As Jared Kushner, Donald Trump’s son-in-law, moves from New York’s Upper East Side to Washington for a possibly illegal position as the president-elect’s senior adviser, he’ll be leaving much behind in the Big Apple: the newspaper he owns, the Orthodox Jewish temples he and his traditionally Democratic family would frequent on Saturdays and the real estate firm from which he made his fortune.

Kushner, however, is from New Jersey, where his father, Charles, the son of Holocaust survivors who came to the U.S. as poor immigrants, transformed Jared’s grandfather’s real estate firm, Kushner Cos., into a major industry player on the East Coast.

Charles Kushner — a major Democratic donor and philanthropist who, as one family friend once remarked to New York Magazine, “saw himself as the Jewish Kennedy” — served as a mentor to Jared, along with siblings Josh, Nicole and Dara.

That is, until his 2005 prison sentence.

He pleaded guilty to 18 counts of tax evasion, witness tampering and illegal campaign donations. The prosecutor for the case, in which Charles Kushner blackmailed his brother-in-law by setting him up with a sex worker and filming the encounter, was none other than Trump surrogate and New Jersey Gov. Chris Christie.

A year after Charles Kushner began the two-year sentence, Jared Kushner had already begun exhibiting his father’s business acumen, buying up the New York Observer, known for its focus on real estate, politics and the city’s socioeconomic elite, for $10 million while simultaneously studying for law and business degrees at New York University. Kushner previously had graduated in 2003 from Harvard University where his father had pledged a $2.5 million donation five years earlier.

Kushner’s ownership of the Observer came back to haunt him on the campaign trail in July when an entertainment writer at the newspaper published an open letter to him, citing an anti-Semitic tweet from Trump’s account. The tweet, which featured a six-pointed star and a backdrop of dollar bills, has since been deleted and replaced with a graphic featuring a circle in place of the Star of David silhouette.

“You went to Harvard and hold two graduate degrees,” wrote Dana Schwartz, the Observer writer. “Please do not condescend to me and pretend you don’t understand the imagery of a six-sided star when juxtaposed with money and accusations of financial dishonesty. I’m asking you, not as a ‘gotcha’ journalist or as a liberal but as a human being: How do you allow this? Because, Mr. Kushner, you are allowing this.”

His religious affiliation aside, Kushner’s personal and professional moves have brought him closer to Trump in the past decade. While his father served out his sentence, the recent grad became the face of Kushner Cos., growing the real estate firm’s scope beyond the boundaries of New Jersey and into Manhattan where he eventually set a record for the purchase of a Midtown skyscraper and, as executives familiar with the company told the New York Times, helped the company acquire $7 billion worth of property in the past 10 years.

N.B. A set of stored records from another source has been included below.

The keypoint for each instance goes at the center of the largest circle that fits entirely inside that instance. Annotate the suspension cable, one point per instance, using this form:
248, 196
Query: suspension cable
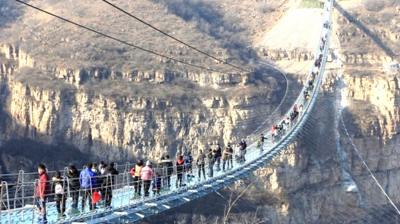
174, 38
367, 167
117, 39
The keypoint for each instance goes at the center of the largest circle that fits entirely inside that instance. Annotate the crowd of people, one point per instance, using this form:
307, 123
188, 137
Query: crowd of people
94, 184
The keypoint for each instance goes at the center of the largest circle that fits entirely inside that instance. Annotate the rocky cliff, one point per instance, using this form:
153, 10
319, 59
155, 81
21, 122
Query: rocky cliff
309, 182
72, 89
96, 109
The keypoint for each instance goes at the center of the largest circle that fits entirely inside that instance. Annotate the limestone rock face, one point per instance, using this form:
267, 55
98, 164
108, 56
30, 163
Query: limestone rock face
308, 182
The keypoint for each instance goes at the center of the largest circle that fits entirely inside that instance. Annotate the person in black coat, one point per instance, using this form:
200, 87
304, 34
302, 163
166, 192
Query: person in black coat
109, 182
167, 171
74, 185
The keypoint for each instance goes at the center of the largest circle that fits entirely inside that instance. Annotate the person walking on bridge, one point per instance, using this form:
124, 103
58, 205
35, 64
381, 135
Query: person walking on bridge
217, 156
108, 183
59, 194
261, 142
74, 187
88, 182
42, 190
201, 162
167, 171
137, 179
210, 163
180, 169
147, 175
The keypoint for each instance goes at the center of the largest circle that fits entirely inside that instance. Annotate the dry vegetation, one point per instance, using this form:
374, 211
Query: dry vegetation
371, 27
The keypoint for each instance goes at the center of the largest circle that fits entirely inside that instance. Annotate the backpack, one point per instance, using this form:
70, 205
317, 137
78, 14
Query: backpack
58, 189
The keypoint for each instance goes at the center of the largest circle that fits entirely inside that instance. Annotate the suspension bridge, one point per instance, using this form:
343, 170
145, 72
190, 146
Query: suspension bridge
17, 190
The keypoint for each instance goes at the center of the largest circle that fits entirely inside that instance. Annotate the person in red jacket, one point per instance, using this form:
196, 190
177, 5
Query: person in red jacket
42, 189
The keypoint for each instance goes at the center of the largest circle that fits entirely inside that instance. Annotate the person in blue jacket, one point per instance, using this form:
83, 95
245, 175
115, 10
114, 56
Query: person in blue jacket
87, 179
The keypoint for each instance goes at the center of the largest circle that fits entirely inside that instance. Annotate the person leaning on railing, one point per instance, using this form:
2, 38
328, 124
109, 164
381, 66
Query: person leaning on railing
108, 183
167, 167
201, 162
74, 187
42, 190
137, 180
59, 194
146, 175
88, 182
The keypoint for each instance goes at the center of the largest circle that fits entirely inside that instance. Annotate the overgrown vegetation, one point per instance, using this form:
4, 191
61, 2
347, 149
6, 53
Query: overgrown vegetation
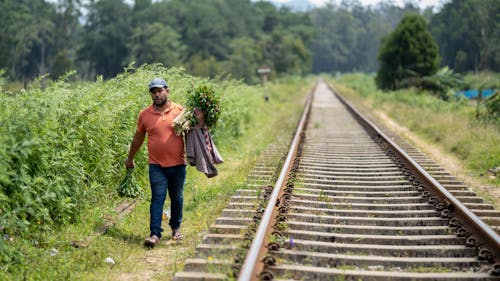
407, 54
232, 36
62, 149
453, 124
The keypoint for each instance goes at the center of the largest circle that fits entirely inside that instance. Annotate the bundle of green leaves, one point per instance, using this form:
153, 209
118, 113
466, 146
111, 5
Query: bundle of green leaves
203, 98
129, 186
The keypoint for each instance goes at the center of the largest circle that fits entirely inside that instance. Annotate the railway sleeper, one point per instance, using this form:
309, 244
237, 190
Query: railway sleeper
298, 272
369, 221
376, 239
364, 213
451, 251
360, 187
360, 206
384, 198
371, 229
312, 192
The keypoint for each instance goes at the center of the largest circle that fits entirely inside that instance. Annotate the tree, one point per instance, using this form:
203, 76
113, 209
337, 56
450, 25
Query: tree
156, 42
407, 54
468, 33
106, 34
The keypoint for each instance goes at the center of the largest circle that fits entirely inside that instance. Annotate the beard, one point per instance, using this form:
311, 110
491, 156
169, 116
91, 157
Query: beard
160, 101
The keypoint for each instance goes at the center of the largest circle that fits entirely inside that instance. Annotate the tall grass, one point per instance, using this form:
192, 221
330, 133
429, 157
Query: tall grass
450, 124
61, 157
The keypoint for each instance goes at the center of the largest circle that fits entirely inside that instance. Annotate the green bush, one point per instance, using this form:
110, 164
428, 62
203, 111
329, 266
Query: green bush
62, 147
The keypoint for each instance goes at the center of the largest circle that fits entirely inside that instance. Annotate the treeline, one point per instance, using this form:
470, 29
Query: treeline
233, 37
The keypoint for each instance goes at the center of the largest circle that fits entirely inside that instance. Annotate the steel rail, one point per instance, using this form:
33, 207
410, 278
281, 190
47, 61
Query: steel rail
252, 265
489, 237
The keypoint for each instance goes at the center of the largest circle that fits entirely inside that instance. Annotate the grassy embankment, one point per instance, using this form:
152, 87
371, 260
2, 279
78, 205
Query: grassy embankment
450, 125
62, 150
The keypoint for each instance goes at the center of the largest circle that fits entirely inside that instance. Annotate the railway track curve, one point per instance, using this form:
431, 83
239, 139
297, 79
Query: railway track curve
347, 203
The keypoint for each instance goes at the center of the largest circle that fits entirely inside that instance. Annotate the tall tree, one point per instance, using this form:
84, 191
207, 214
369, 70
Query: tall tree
407, 54
468, 33
106, 34
155, 42
26, 36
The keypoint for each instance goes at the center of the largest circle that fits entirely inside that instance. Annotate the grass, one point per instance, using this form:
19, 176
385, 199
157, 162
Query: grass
451, 125
262, 124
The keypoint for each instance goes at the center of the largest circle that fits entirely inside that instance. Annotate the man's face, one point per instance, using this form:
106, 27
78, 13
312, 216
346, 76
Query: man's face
159, 96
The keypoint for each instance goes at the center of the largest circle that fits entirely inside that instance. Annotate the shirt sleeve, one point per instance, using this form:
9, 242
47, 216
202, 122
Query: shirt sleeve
140, 124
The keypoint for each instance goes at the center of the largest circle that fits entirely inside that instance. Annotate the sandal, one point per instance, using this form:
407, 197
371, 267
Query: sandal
176, 235
151, 241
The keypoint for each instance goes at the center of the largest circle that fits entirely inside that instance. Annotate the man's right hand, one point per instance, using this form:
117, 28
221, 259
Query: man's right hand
129, 163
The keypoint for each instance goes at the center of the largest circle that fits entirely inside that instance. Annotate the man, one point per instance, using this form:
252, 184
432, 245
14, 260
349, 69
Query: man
167, 167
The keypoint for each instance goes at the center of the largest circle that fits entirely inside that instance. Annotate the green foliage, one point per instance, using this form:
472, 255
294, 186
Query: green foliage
491, 108
201, 97
442, 82
407, 54
129, 186
468, 34
91, 126
452, 124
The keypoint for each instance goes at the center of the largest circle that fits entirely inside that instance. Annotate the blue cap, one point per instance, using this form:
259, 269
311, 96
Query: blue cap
157, 83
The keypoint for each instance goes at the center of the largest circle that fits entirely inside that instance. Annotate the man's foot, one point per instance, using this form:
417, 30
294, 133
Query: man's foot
176, 235
151, 241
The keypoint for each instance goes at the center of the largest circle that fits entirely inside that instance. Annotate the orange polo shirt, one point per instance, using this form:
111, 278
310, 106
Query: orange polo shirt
164, 146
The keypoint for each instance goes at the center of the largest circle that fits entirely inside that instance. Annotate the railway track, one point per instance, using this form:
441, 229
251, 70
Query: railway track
346, 205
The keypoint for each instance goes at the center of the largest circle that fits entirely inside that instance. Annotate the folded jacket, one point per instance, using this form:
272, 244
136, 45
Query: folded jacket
201, 151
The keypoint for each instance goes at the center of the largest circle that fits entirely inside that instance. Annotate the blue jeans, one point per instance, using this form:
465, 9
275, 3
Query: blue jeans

When Kushner met the president-elect’s eldest daughter, the two were what the business publication Crain’s New York called at the time “a match made in real estate heaven for two survivors of tabloid hell.” They married in October 2009.

To win the approval of Kushner’s Orthodox Jewish family, Ivanka converted, remaining “pretty observant” and keeping kosher, as she told Vogue in 2015.

But while his family and faith have clashed with rhetoric from the Trump campaign, his real estate work may — like Trump’s — clash with the duties of public office.

Kushner Cos. has been in negotiations with the Anbang Insurance Group, a Chinese conglomerate plagued by U.S. national security concerns due to its convoluted corporate structure and ties to the government in Beijing, for the sale of 666 Fifth Ave., which the American firm bought in 2007 but has had trouble covering its debts since, the New York Times recently reported.

Adding to Kushner’s potential legal dilemmas as he enters the public sphere, Article 5 of the U.S. Code contains a rule that states federal officials “may not appoint, employ, promote, advance or advocate for appointment, employment, promotion or advancement” of relatives. The rule includes “son-in-law” within the blanket term “relatives.”

Kushner will not take a salary, but ethics specialists on both sides of the aisle have described his appointment as categorically illegal.

“We’re not talking about Kushner running a side task force here. We’re talking about a regular staff job,” Norm Eisen, the former head ethics lawyer in Barack Obama’s administration, told Politico. “This falls right in the bull’s eye of the statute. I think it’s illegal.”

Richard Painter, who had a similar position under George W. Bush, added Kushner’s taking on the role of senior adviser is “highly inappropriate.”

“I don’t know why they think they can,” Painter told Politico. “Just read the language in the statute.”